Prior to the IPO, MCX had approached the Reserve Bank of India (RBI) seeking an approval for divestment of stake by Alexandra Mauritius Limited. The MCX IPO was purely a case for offer-for-sale (OFS) which meant existing shareholders would sell their stake to exit their investments. As global firms were participating in the stake sale, they required approvals from the RBI and FIPB. In November 2011, before filing the DRHP with Sebi, MCX received a nod from the RBI, but with a rider that it needed to take an approval from the FIPB, post-IPO. At that time, MCX management and merchant bankers had convinced the banking regulator for its approval.

However, in 2013, FIPB rejected the sale by Alexandra Mauritius Limited since it could not divulge details of “beneficial ownership” or “source of funding”.

And till date, MCX and the merchant bankers have not been able to get approval for Alexandra Mauritius Limited from FIPB.

An email sent to RBI and Sebi did not elicit any response.

The Mauritius-based fund has invested in India in merely two firms including MCX, the other being Su-raj Diamonds.

Another source close to the development added, “In the last communication between RBI and MCX, the central bank has clearly mentioned that they needed to take FIPB approval for Alexandra Mauritius Ltd’s sale. Otherwise, the case will be transferred to Enforcement Directorate.

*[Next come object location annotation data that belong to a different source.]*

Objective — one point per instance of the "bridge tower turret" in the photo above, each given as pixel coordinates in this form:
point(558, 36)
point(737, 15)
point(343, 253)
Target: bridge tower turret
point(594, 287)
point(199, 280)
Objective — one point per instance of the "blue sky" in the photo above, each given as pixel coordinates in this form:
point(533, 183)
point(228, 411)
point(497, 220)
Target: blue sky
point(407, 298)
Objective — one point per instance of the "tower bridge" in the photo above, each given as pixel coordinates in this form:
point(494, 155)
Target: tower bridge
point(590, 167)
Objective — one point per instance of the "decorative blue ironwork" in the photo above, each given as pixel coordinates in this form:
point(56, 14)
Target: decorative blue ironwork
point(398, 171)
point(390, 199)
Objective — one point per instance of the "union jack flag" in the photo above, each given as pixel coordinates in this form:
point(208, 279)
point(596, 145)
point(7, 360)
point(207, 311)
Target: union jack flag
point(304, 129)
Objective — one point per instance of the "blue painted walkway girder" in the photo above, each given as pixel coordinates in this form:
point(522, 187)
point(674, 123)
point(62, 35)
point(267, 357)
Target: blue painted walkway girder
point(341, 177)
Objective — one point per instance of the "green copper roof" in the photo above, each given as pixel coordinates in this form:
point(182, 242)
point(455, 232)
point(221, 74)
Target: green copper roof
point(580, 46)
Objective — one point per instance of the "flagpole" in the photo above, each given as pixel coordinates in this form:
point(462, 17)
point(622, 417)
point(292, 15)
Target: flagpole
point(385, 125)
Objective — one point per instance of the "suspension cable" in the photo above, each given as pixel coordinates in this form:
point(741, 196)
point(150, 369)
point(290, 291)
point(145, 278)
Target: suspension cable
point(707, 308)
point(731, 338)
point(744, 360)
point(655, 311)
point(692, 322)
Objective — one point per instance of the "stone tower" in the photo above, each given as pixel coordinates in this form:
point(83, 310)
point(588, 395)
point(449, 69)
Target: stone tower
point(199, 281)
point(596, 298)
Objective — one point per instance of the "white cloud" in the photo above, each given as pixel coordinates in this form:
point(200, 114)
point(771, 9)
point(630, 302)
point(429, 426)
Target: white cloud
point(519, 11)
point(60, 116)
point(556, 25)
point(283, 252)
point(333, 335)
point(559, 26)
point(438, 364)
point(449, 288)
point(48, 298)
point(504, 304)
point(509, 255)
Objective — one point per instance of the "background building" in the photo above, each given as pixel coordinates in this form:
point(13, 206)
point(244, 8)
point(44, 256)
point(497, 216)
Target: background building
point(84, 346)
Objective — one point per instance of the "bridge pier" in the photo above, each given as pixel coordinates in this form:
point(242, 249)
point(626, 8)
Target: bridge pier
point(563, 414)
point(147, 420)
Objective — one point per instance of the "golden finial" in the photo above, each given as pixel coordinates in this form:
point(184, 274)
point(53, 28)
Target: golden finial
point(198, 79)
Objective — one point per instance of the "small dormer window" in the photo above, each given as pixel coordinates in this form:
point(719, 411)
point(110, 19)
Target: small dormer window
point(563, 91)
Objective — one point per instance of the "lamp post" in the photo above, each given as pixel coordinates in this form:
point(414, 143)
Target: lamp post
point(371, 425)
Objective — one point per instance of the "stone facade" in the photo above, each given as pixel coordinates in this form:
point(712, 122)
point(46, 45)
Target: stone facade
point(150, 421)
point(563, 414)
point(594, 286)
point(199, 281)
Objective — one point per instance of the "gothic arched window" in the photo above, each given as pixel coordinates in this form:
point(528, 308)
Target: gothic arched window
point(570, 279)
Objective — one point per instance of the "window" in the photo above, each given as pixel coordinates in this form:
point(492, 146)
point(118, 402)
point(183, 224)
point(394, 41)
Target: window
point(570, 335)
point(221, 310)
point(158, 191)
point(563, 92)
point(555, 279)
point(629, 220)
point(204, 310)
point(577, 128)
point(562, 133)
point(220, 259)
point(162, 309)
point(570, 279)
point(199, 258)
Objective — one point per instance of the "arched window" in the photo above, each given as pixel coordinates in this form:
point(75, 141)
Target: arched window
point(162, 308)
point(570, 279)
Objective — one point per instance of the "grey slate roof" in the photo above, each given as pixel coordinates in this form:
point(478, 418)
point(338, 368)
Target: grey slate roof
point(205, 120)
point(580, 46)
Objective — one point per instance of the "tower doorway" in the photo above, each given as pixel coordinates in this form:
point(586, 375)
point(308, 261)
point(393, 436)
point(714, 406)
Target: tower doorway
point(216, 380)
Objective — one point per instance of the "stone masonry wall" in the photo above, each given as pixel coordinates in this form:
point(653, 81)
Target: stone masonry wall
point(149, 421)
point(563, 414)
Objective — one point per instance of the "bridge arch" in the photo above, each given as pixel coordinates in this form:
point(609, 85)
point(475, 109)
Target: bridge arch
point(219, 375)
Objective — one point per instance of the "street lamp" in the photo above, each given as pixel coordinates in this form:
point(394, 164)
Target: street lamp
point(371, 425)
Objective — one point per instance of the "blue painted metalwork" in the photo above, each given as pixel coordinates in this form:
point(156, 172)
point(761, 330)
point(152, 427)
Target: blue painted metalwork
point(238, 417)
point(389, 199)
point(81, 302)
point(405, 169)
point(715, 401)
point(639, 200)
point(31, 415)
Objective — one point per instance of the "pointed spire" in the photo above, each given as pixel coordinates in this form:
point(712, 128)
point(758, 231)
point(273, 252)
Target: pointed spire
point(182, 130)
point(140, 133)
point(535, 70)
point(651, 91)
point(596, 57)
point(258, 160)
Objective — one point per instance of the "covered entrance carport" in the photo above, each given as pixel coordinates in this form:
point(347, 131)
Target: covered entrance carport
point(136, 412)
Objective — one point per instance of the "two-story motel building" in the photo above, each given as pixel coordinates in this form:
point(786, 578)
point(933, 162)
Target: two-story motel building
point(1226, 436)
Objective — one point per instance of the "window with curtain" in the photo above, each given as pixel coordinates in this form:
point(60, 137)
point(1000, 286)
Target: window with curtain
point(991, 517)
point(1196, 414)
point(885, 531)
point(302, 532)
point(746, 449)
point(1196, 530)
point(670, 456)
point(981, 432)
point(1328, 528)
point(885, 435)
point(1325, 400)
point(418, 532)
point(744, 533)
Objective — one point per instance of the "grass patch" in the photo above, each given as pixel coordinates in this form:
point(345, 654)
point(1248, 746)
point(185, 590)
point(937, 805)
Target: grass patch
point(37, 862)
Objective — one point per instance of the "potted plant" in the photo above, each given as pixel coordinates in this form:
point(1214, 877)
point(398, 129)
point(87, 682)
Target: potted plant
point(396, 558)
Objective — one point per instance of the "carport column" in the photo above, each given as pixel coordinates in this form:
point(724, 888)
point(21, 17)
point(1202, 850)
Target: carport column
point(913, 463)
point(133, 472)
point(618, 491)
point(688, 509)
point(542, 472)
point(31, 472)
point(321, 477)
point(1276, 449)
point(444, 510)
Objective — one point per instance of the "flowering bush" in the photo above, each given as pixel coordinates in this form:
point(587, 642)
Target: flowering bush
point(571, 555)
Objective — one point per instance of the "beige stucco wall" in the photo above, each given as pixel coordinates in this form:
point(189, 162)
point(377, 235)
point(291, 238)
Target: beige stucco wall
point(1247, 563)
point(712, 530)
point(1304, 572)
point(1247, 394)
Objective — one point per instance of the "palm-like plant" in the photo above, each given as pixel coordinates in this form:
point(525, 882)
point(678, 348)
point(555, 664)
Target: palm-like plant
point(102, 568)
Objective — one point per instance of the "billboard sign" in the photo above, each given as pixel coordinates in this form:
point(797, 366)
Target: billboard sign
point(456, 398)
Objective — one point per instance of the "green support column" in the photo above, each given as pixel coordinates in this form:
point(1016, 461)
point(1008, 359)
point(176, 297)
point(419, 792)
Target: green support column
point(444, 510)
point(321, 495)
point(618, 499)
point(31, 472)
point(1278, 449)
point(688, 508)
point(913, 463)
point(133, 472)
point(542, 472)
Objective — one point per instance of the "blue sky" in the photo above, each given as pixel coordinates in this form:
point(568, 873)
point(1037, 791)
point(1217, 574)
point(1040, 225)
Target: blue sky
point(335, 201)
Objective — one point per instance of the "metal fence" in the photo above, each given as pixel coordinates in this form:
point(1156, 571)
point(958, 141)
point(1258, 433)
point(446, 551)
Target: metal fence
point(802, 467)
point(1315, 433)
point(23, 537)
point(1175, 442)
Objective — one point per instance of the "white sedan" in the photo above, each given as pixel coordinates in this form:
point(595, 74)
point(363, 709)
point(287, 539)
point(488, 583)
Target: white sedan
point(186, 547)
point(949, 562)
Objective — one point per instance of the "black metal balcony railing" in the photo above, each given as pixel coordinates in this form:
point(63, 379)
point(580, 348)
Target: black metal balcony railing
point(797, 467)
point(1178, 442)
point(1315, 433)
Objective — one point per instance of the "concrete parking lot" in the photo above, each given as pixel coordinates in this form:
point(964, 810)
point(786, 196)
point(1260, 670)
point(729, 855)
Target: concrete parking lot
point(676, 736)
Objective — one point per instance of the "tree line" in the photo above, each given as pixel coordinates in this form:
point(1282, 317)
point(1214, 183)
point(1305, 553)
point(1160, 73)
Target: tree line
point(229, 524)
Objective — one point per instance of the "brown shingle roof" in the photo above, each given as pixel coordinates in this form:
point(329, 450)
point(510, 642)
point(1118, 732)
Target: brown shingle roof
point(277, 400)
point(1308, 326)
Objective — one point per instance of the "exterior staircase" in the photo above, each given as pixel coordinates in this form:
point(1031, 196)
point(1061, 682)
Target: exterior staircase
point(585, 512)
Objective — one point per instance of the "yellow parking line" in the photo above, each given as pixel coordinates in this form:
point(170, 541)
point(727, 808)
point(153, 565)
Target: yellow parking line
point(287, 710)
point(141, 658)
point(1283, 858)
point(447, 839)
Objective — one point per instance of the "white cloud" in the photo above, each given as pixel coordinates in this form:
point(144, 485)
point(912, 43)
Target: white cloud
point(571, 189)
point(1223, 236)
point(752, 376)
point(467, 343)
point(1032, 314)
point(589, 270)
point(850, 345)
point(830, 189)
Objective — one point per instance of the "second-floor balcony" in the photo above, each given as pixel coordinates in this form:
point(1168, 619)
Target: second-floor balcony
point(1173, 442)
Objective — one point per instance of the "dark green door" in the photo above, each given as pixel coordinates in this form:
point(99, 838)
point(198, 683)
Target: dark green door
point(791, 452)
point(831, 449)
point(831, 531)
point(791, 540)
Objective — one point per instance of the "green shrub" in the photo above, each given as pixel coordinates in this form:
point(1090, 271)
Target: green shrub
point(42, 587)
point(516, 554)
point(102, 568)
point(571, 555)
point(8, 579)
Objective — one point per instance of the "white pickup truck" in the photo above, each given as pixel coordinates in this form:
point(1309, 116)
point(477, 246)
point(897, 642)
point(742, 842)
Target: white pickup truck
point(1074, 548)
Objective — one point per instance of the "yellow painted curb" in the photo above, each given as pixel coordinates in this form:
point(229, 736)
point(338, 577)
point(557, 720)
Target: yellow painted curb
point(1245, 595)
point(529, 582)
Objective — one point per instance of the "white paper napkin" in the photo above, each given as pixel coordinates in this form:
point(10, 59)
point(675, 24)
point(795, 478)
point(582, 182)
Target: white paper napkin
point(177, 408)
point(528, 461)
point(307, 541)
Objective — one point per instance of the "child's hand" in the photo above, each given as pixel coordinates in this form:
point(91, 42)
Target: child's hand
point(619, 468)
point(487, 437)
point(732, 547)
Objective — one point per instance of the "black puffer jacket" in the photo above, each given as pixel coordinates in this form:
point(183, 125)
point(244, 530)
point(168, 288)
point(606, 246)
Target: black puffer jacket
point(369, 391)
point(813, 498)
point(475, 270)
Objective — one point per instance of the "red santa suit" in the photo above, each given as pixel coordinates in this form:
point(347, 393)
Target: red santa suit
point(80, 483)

However, it has been two years since the last communication and till now, the case has not been transferred to ED.”

Sources further tell DNA Money that Alexandra Mauritius had divested rest of shares in MCX in the secondary market. “When the exchange was aware that Alexandra Mauritius Limited had not received FIPB approval, they should have seized holdings of the investor, which they failed to do.”

When contacted by DNA Money, MCX said, “We don’t want to comment”.

Sources say that the Sebi has now called MCX company secretary for clarification. But as of now, the exchange has not filed any written reply to Sebi.

As per sources, it is the duty of the IPO issuer and merchant bankers to furnish all approvals before and after the IPO.

Edelweiss, Citibank and Morgan Stanley were the merchant bankers for MCX during its share sale process. Edelweiss and Citi did not respond to an e-mail sent to them two weeks back.

Sources told DNA Money, “Sebi is also consulting the legal department to see if the regulator can take action against MCX and any violations in listing agreement regulations.”